Cloud hadn't got in contact. As time passed Tifa had been forced to conclude he'd been so badly treated by Nibelheim that its destruction didn't mean as much to him, with his fancy new life in SOLDIER, as it did to her. Cloud had moved on to better and brighter things. She'd moved on too, though she was still looking for 'bright' under the Plate before she tried for 'brighter' or 'better'.

Antonia slammed a snifter of brandy down on the counter and glared at Barrett's table.
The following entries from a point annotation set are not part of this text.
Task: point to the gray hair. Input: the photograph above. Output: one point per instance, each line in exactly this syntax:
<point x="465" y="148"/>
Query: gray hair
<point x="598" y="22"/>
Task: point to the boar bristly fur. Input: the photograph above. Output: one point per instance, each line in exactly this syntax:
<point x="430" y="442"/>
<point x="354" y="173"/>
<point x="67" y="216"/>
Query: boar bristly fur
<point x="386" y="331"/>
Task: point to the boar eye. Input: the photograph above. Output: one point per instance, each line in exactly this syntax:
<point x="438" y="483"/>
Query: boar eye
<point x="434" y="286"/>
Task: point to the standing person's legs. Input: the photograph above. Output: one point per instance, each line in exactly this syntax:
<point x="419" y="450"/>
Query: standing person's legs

The owner of the bar rarely came down to his premises, but he had no love for Shinra either, and it wasn't like Tifa or Barrett ever made it public why they knew each other, or why Barrett kept coming back to this bar even though he didn't drink. Antonia, however, was a loose cannon with a hateful streak that might prove dangerous if she was ever allowed to start firing.

Tifa sighed, glugged the last of her orange juice, and rose to her feet. Her breaks were getting shorter and shorter. If she ever did take control of this place, she'd designate a reasonable amount of time to rest her aching hoofs. And she'd rename the place, too. Seriously, Krap's Bar? Krap's?Arnold Krap was three owners ago and nobody remembered him anymore, they just saw the name and thought it was a descriptive typo. The whole place was due a serious overhaul if it wanted to start turning an actual profit.

"Talk to you later, big guy."

"Humph," Barrett replied, but stayed in his corner for a long time after she left, staring at his drink until all the pulp had separated and settled at the bottom of the glass.